La taxe sur l’habitation fait débat dans la rue

La nouvelle taxe sur l’habitation continue de faire débat au Gabon. À travers ce micro-trottoir, des citoyens expriment leurs inquiétudes, leurs attentes et leurs réserves face à une réforme jugée sensible.

M. Davy

« Une taxe ne peut être bénéfique que si les populations en voient les effets concrets »

Je prends la parole pour donner mon avis sur la nouvelle taxe sur l’habitation instaurée récemment au Gabon. À mon sens, cette taxe peut représenter une opportunité si elle est bien gérée. Elle pourrait contribuer à relancer l’économie, renforcer les recettes publiques et permettre des investissements dans les infrastructures, les routes ou les logements sociaux.
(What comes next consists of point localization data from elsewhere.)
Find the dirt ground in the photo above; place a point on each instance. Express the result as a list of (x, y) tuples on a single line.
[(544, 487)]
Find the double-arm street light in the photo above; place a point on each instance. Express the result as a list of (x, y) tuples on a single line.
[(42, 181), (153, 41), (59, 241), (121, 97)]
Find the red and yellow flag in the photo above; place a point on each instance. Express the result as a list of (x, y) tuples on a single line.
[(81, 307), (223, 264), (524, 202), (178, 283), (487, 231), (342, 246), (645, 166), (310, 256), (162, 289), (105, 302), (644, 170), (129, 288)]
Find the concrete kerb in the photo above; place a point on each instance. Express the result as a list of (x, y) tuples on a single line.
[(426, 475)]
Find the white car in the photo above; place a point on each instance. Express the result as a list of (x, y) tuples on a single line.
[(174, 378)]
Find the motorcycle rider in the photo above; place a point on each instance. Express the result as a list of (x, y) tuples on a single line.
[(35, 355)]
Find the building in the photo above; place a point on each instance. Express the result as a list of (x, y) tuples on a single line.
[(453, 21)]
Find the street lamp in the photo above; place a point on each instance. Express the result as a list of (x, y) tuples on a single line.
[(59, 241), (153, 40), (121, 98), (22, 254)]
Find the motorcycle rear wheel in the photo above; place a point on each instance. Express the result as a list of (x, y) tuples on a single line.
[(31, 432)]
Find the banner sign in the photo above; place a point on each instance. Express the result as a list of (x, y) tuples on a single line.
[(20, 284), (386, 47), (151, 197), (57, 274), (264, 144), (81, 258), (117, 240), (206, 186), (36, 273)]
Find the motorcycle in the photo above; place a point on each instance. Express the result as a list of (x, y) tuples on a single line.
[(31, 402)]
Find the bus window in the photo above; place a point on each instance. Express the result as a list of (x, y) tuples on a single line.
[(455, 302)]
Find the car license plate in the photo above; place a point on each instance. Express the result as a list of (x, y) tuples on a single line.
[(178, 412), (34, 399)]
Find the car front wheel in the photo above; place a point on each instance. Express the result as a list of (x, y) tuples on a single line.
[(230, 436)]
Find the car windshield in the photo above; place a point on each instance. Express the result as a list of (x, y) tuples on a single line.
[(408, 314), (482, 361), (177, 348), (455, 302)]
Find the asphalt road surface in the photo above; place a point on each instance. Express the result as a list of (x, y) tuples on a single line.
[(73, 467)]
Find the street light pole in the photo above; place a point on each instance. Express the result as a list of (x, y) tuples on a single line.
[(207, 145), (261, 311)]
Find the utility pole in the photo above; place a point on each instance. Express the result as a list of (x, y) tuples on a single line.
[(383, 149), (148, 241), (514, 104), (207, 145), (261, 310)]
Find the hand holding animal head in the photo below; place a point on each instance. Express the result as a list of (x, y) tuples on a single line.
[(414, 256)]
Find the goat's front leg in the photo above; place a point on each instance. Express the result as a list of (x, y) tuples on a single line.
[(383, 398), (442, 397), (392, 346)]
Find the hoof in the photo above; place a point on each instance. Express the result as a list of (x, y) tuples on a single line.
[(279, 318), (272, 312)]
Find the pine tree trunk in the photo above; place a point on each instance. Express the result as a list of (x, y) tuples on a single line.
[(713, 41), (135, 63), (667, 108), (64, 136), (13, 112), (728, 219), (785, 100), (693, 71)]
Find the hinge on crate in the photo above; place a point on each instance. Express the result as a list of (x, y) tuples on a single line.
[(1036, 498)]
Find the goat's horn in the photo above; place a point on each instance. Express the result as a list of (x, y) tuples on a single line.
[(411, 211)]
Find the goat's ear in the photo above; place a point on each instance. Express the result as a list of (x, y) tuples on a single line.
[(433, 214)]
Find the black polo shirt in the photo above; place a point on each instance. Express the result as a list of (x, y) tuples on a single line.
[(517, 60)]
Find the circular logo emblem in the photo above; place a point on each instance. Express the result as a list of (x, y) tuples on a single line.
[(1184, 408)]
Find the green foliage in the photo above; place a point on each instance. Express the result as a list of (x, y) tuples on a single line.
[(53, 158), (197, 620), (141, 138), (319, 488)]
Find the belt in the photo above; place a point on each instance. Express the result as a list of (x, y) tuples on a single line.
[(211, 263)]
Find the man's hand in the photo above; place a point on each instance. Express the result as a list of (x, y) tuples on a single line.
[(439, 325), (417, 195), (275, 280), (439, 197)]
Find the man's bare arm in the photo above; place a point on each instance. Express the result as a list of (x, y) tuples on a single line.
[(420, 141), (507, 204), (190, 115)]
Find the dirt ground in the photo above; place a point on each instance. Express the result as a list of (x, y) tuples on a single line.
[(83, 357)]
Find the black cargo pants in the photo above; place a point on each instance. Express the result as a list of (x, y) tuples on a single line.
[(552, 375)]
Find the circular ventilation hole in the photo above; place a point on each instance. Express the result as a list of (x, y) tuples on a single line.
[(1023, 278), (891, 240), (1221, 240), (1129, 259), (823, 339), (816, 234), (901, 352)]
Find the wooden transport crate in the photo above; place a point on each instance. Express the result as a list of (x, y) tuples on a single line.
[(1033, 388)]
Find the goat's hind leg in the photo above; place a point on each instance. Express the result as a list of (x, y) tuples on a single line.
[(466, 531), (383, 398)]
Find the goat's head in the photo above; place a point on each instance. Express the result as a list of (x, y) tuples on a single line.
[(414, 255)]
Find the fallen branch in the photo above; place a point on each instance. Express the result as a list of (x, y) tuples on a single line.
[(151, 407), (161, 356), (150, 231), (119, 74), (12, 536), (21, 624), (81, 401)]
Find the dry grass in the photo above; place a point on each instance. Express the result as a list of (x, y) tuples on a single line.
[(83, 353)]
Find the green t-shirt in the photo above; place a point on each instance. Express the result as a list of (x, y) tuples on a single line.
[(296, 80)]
Cependant, le Gabon fait face à de graves difficultés, notamment dans l’éducation et la santé. De nombreuses écoles et hôpitaux manquent de moyens, et les conditions de vie restent précaires pour beaucoup de citoyens. Une taxe ne peut être bénéfique que si les populations en constatent les effets concrets dans leur quotidien. J’espère donc que les fonds collectés seront utilisés de manière transparente et équitable. Je ne suis pas opposé à cette taxe, mais je suis pour une gestion responsable et un changement réel au bénéfice de tous les Gabonais.

M. Willy

« L’État veut encore venir puiser dans nos petites ressources financières »

Pour ma part, je pense que la taxe sur l’habitation va défavoriser des familles qui ont déjà du mal à payer leurs loyers, souvent avec des retards. Leur retirer encore une partie de leurs revenus ne fera qu’aggraver leur situation. Pendant le procès, on a parlé de sommes colossales, des montants que je ne verrai probablement jamais de toute ma vie. Et pourtant, on veut nous faire croire que l’État n’a pas cet argent, au point de venir encore prélever sur la population. Nous sommes dans un pays en voie de développement, avec de nombreuses familles démunies et un fort taux de chômage. Beaucoup de personnes cherchent simplement à s’en sortir. Dans ce contexte, l’État veut encore puiser dans nos faibles ressources financières. Je trouve cela injuste, presque cruel. On parle de plus de 2,8 milliards retrouvés après des détournements. Alors, venir encore parler de nouvelles taxes n’est pas cohérent.

M. Claive

« Pour moi, c’est en quelque sorte tuer la population »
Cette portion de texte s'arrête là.